5 Scientific answers to absurd hypothetical questions in what if by randall munroe

Reading What If? by the creator of the popular comic strip xkcd, Randall Munroe, has been a pleasure. I recommended everyone to read the book. If however, you are like me and likely to forget, then you can benefit from this gist of main ideas therein. The best way to review the list here is to first collapse all the items, read the question, and attempt to answer it yourself. Then look at the answer summary. If you need further details about any of the answers, better refer the wondeful book.

1 Earth stops spinning, but the atmosphere does not

1000 miles per hour winds, and blistering heat resulting from the immense friction on the surfrace. All living beings, except those living on the south pole, die instantly. All man-made structures destroyed. Ocean temperatures rise and oxygen depletion wreaks havoc on marine life. Moon, which has been gradually drifting apart, starts getting pulled back towards the Earth, causes tides, and in turn sets the Earth rotating again.
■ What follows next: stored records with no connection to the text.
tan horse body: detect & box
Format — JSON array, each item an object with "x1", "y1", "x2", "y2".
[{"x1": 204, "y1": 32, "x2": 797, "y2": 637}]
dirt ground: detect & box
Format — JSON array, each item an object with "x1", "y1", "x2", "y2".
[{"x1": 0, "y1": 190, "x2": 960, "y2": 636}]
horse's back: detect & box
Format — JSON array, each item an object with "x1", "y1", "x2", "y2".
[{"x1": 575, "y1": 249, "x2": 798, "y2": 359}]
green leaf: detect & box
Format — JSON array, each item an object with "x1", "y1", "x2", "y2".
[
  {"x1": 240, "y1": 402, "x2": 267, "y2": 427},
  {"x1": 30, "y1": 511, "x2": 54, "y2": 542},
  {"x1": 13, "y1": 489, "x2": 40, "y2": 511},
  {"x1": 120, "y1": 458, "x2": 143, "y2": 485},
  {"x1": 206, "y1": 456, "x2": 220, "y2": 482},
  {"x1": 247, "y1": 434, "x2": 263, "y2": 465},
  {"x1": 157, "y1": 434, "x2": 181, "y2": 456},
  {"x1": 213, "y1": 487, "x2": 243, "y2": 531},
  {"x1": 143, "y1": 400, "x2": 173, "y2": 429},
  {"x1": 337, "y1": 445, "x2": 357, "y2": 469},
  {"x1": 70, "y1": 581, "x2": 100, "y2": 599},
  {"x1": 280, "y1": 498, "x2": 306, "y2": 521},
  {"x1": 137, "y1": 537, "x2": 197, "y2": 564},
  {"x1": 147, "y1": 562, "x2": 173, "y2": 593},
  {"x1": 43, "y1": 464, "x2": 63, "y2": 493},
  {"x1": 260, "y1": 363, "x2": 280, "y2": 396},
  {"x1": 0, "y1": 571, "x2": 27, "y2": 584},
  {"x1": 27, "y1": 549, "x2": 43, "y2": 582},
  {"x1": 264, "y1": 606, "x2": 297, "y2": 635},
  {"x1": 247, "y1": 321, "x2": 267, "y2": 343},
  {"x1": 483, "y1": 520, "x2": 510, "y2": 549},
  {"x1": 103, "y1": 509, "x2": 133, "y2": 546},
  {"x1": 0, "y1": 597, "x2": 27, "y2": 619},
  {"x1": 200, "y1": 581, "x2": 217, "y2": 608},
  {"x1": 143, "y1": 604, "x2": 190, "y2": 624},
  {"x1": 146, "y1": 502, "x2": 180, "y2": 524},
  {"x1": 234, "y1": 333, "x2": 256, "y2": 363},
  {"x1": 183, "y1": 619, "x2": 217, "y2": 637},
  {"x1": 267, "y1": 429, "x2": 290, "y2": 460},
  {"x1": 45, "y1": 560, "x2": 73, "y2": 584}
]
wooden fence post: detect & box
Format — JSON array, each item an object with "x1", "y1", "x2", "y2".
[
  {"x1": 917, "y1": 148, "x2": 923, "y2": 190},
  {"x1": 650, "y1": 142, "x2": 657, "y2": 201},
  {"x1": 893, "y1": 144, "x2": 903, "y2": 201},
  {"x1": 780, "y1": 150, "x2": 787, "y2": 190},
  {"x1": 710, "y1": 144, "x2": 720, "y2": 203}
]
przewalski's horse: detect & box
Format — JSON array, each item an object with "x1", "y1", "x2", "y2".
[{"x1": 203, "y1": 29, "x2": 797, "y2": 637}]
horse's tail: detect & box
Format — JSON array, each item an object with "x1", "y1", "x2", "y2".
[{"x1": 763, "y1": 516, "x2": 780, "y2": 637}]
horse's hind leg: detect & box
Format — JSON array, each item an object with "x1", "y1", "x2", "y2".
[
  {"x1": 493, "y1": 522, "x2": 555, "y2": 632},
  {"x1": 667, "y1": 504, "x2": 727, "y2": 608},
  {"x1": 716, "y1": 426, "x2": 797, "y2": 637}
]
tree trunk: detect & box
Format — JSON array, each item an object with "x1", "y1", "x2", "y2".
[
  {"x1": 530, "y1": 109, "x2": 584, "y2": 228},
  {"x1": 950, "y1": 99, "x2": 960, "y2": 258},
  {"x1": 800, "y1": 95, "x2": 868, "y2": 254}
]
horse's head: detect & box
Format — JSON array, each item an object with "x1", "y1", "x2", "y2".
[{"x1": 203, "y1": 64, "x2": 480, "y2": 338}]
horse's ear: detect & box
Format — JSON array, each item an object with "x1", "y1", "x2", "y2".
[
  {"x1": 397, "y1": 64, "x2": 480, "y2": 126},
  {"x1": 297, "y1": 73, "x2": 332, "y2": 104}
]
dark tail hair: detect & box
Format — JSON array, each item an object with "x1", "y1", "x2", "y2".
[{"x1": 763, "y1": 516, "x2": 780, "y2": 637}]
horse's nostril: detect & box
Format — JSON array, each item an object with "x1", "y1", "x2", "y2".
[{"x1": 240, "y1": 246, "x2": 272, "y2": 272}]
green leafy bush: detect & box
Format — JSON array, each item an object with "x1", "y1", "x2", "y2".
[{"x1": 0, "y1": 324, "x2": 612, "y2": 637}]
2 Baseball is pitched at 90 percent the speed of light

The collision of relatively stationary air molecules with a ball travelling at 600 million miles per hour leads to fusion of air molecules, mainly nitrogen and oxygen, with those in the ball, mainly carbon, hydrogen, oxygen. This results in gamma ray bursts and fragmentation of the ball into fast moving bits that cause further rounds of fusion. This culminates in a superhot plasma cloud that immediately surrounds the pitcher, hits the batter with massive force, and blows apart the stadium and the neighborhood within a microsecond. A distant spectator will see a massive mushroom cloud with a glow that lasts a few seconds.

3 Swimming in a pool of spent nuclear fuel

Water blocks radiation. The amount of radiation is halved every 7 centimeters in water. A few feet away from the radiation source, you should be safer than you are outside the pool, where you are constanly bombarded with background radiation! Beware of coming in contact with any exposed materials though as that would be instantly fatal.

4 If everyone had one soul mate

If discovering your soul mate required a few seconds of eye contact with someone, it would be nearly impossible to discover one in your lifetime, given the population, demographics, and daily routines. Even if rich people could afford the time and resources to somehow speed up the process of discovering people, it would still leave a vast majority, more than 99.99 percent of people without ever finding a soul mate.

5 Possibility of lighting up the moon from the earth

If each person on Earth pointed a pocket laser (or even an expensive 1-watt laser) to approximately the same region on the Moon's surface, they would not see any effect. NightSuns, those big powerful lights on police helicopters or even IMAX projector arrays would have a negligible effect. If every person on Earth instead each held the most powerful spotlight on Earth, the one of Hotel Luxor in Las Vegas, we would still see just a faint outline. Megawatt lasers, like those deployed on Boeing YAL-1 for destroying incoming missles, 7 billion of those, would finally match the light intensity of the Sun on the Moon, at the expense of exhausting all of Earth's oil reserves within 2 minutes. Unfortunately, this will not end well for the Earth. Atmosphere will be turned to plasma or even push the Moon out of orbit, gradually.